O elétrico chega vazio, mas os 20 lugares disponíveis para viajar sentado são ocupados num ápice e o corredor depressa fica inundado de pessoas que se agarram com força às barras para seguirem viagem pela cidade. Ao longo do percurso vão entrando vários passageiros, mas é raro ver-se uma cara portuguesa entre os muitos estrangeiros. Viajar no elétrico é como se estivéssemos a dar uma volta ao mundo, mas apenas em 40 minutos. E para qualquer lado que olhemos, só se vê e ouve pessoas de nacionalidades diferentes.

À medida que o elétrico sobe as ruas íngremes de Lisboa e entram várias pessoas, duas caras chamam a atenção – parecem não encaixar no cenário. De estatura média e tom de pele bronzeado, é o modo como agem que causa estranheza. De pé, agarradas aos ferros de apoio do elétrico, observam tudo à volta. Perto do Intendente, tocam no botão vermelho e saem. No final da viagem, as suspeitas confirmam-se. Segundo o i apurou no local, as duas raparigas fazem parte dos pequenos grupos de carteiristas conhecidos de quem diariamente faz o percurso.

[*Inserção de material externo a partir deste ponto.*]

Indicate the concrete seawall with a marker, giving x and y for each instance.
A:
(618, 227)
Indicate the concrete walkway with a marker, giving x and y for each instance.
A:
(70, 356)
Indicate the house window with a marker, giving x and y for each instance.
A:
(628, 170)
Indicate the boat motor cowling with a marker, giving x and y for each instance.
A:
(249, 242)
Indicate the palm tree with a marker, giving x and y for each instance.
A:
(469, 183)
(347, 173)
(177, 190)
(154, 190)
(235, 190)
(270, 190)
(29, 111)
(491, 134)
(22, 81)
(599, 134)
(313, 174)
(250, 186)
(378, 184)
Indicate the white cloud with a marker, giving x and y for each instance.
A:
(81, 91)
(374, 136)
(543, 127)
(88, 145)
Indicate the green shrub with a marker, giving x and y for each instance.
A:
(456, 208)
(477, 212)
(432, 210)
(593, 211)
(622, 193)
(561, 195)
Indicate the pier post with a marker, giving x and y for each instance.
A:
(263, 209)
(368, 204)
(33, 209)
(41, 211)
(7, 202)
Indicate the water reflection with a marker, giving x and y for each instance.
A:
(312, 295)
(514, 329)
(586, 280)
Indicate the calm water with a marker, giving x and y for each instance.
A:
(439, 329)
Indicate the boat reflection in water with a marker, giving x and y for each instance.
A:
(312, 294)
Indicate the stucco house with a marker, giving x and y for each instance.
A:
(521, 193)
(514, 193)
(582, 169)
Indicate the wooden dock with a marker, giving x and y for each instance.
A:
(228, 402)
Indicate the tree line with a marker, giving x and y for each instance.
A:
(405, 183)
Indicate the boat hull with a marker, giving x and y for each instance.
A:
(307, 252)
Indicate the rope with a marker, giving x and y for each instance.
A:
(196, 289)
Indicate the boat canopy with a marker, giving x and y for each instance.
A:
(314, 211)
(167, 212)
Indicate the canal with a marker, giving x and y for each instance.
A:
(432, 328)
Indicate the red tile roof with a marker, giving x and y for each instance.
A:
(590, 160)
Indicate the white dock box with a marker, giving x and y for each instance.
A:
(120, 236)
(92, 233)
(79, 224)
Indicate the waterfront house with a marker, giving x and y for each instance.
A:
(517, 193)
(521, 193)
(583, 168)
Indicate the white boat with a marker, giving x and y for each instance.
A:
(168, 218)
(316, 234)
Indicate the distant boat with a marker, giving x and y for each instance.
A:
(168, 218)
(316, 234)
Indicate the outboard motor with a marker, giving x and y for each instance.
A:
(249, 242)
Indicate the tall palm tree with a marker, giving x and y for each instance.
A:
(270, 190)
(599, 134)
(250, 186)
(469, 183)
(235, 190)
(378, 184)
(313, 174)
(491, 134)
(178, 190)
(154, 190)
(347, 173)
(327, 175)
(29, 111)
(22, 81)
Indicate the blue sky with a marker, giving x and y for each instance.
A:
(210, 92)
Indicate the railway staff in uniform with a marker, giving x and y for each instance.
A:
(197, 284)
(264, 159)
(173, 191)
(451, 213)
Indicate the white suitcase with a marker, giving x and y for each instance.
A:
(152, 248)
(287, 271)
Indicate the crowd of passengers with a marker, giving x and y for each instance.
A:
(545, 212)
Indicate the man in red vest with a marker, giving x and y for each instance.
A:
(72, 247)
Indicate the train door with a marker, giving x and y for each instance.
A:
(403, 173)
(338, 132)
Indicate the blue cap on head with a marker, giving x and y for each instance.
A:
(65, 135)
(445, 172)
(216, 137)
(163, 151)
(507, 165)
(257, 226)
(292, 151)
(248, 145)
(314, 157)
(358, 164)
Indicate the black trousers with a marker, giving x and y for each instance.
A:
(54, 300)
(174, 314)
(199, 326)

Apesar de os ladrões serem conhecidos dos guarda-freios, estes pouco podem fazer. Se entram no elétrico com um bilhete ou passe, não podem ser expulsos. A única diferença em relação ao viajante comum são as mãos sorrateiras que usam para roubar os turistas, e só havendo desacatos ou se alguém os apanhar em flagrante delito é que o caso muda de figura.

Quem está familiarizado com esta rotina sente que nos últimos anos os esquemas foram mudando. Há um maior cuidado dos carteiristas em disfarçarem-se de turistas para passarem despercebidos no meio dos estrangeiros. No entanto, há algumas pistas que acabam por acusá-los. Têm uma postura corporal diferente da dos turistas, atuam de uma maneira “peculiar e nervosa”, tentando estar o mais próximo possível das pessoas e olhando para tudo à sua volta. Já os turistas parecem normalmente tranquilos, passando a viagem a tirar fotografias e a apreciar a paisagem pela janela. Outro método fácil para identificar os ladrões é já conhecer as técnicas que eles normalmente usam. Costumam pousar um casaco ou um chapéu por cima das malas para roubarem mas, ultimamente, têm usado sobretudo mapas para disfarçarem os furtos.

Pontos estratégicos

Parece também haver algumas paragens mais problemáticas. É o caso do Intendente, Camões, Baixa e Graça. Normalmente, as filas nesses sítios são mais pequenas, mas o elétrico já vem cheio, o que torna os roubos mais discretos. Conseguem estar mais perto das pessoas devido à enchente e roubar sem ninguém dar conta.

Para quem anda na rua, também é notório que existem grupos de diferentes nacionalidades a atuar, como romenos, indianos ou búlgaros. E ultimamente têm sido mais cuidadosos por causa da polícia, que anda à paisana para ver se os apanha em flagrante.